This project contains three parts, image sharpening, more on edge detection, and color image enhancement. Along with the images you are required to submit (indicated in each of the following problems), also submit a text file of a brief description of what you did for each of the problems. Since image enhancement is very subjective and application oriented, you need to be creative while designing the algorithms for the best effects.
As always, add your last name in front of the image names specified below and submit them to ``/students/proj3''.
Use the following methods to detect edges in /e186/imagedata/panda.pgm. The purpose here it to get the a binary line drawing of the panda in the image.
As I showed you in class, it is effortless for our visual system to detect the edges in the image /home/adder/classes/e186/imagedata/noisy_box.pgm. But if you look at the cross section of the image (/home/adder/classes/e186/imagedata/noisy_box_profile.pgm), you will see it may not be so effortless for a computer program to detect the edges. Now do whatever it may take to detect the edges (a square) so that they are represented by lines with single-pixel width. This is obviously a multi-step process. Submit the result as image 5. Could you postulate how our visual system may be doing this?
Design several different high-pass masks (including high-boost) for image sharpening. Here the purpose is to enhance the edges and other details such as textures, but we still want to preserve the basic contents of the image. Try kernels of different sizes for best result. Apply these masks to /e186/imagedata/blurred_cat.pgm and an image of your choice and submit the best result for each image. name them image 6 and 7.

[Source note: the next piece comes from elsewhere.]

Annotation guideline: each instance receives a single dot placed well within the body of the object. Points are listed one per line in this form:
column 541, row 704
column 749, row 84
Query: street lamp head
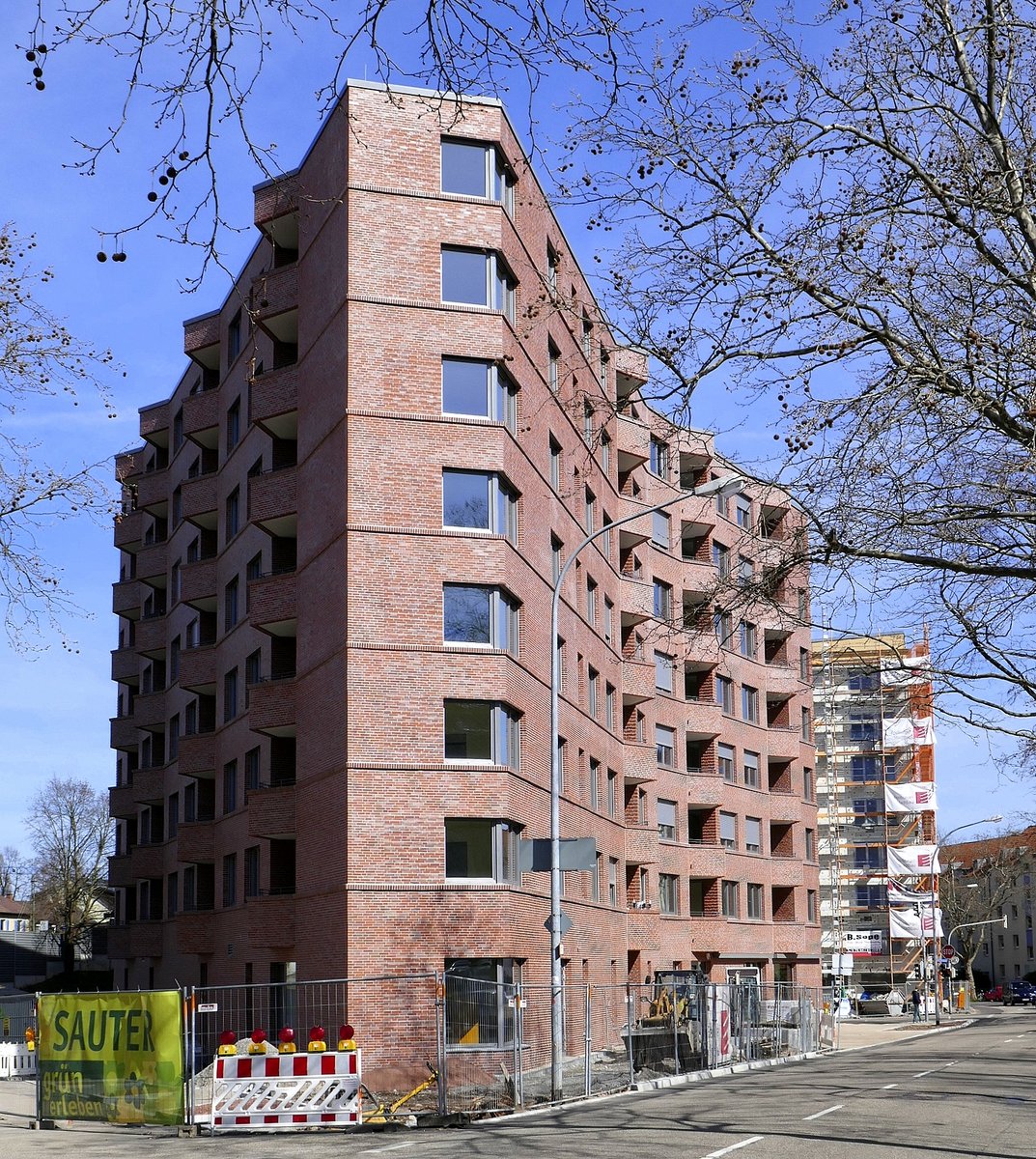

The purpose here is to improve the appearance of a color image of your choice. There are quite a few color images in ``/e186/imagedata/'' (all those images with .ppm extension). You should choose one of those images with poor contrast, poor color saturation (such as "NorthSea.ppm") and distorted colors so that the effect of your processing will be most significant. Submit the color image of your choice as image 8.
Two pairs (four) functions are provided for RGB-HSI conversion in /e186/programs/rgbhsi.c. One pair is based on the RGB cube color model and the other is based on the hexcone HSV model. Go through the code to see how the conversions are implemented before you use it. In particular, you should notice that the intensity in the function is represented by a value between 0 and 1 (instead of 0 and 255!). Try both methods for the following and submit the better one for each. Comment on the difference (or similarity) between the two methods, if any.